Barrett figured on the Imokilly side which went down to Avondhu in the 1996 championship final — which went to a replay. Good preparation for the next two seasons.

“To be honest, those years went by in a whirlwind, we were contesting semi-finals and finals year on year. At the time playing with Imokilly, it was a driving force to get on Cork U21 and senior teams. We were doing well with Cobh but we weren’t getting to intermediate county finals, so playing in the senior championship with Imokilly was my shop window.”

One of the names you’d have associated with that crop of players didn’t figure, though.

Joe Deane of Killeagh was wearing a different jersey in the senior hurling championship then. I was playing for UCC that time, but it was clear how strong Imokilly were, I would have played with and against all those lads.

“It also indicated how strong hurling was in east Cork around that time. One indication was the success in the senior championship, obviously enough, but the impact those players had on their clubs was obvious too. Clubs like Castlelyons, Cloyne, ourselves in Killeagh — all of us would have progressed up to senior in the seasons immediately after Imokilly won those counties.”

The quality filtered upwards as well.

“Cork won a National League in 1998,” says Barrett. “There were a lot of Imokilly players on that team, and the fact that they’d been playing in the county final the year before had to help in terms of visibility.”

Deane added: “Getting to 1998, certainly, that core of lads on the Imokilly team would have been on the Cork senior team or panel, and the fact that they had won those couple of senior county titles certainly strengthened the relationships between the players, for one thing. That was a help with Cork. So when Cork went out of the Munster championship pretty early, which would have happened in 1996, 1997, 1998 - first-round, second-round exits - the Imokilly lads fell back in together and were getting to county finals.

“That meant hurling on to October or so year on year at a time when, really, once the club was gone in the summer a fella mightn’t play hurling again until the National League started up again in November or December.

“There was a knock-on immediately because those lads were coming back to Cork with good fitness, good touch, they’d had the success winning a county title . . . they were coming in confident.”

The parallels between this Imokilly crop and the version 20 years ago isn’t lost on Barrett.

“Shane Supple (GDA) had the player profiles the other evening and the team’s quite young, as it was in 1997-8. Obviously we have experienced lads like Seamie (Harnedy), the way Mark Landers was around to guide the younger lads 20 years ago.”

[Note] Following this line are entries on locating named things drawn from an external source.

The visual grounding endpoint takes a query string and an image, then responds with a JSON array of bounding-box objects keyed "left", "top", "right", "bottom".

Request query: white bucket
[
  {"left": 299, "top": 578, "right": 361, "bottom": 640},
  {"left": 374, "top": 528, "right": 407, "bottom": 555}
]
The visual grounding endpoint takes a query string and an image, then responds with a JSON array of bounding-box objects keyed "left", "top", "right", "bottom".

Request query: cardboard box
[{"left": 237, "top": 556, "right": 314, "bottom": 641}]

Deane points to some other similiarities, such as the spread of talent in the division these days: “Look at it this way, Aghada have done well in the intermediate, as have Fr O’Neill’s this year. Youghal have come back to intermediate from senior while the likes of Castlemartyr have done well in junior. The parallel is with the clubs like Cloyne, Carrigtwohill, Killeagh and Castlelyons, which were all going well at the same time as Imokilly won those counties.”

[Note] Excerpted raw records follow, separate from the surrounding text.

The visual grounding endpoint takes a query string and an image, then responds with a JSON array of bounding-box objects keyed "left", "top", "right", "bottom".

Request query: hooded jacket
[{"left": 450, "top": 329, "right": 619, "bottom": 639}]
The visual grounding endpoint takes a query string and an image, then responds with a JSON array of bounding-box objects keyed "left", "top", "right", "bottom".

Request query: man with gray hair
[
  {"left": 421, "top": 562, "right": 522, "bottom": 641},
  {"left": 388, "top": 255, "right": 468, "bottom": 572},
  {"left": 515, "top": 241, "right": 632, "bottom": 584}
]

It’s not all positive, of course. There are rumbles about the array of talent available to the east Cork side.

“Unquestionably there’s a view out there that’s against Imokilly,” says Deane.

“I’ve no doubt if you asked a lot of people in Cork, most of them would prefer to see a club win the county.

“But there’s another view as well — the divisions can raise the standard of the championship, and a division gives players from junior and intermediate clubs a chance to play a higher level which in turn improves standards . . . there are positives as well.

“Another obvious point is that Imokilly won those two counties and were dominating — but then they faded again when so many of those players went up senior with their clubs. How many divisions have been really competitive in the 20 years since those championships were won, Imokilly included?”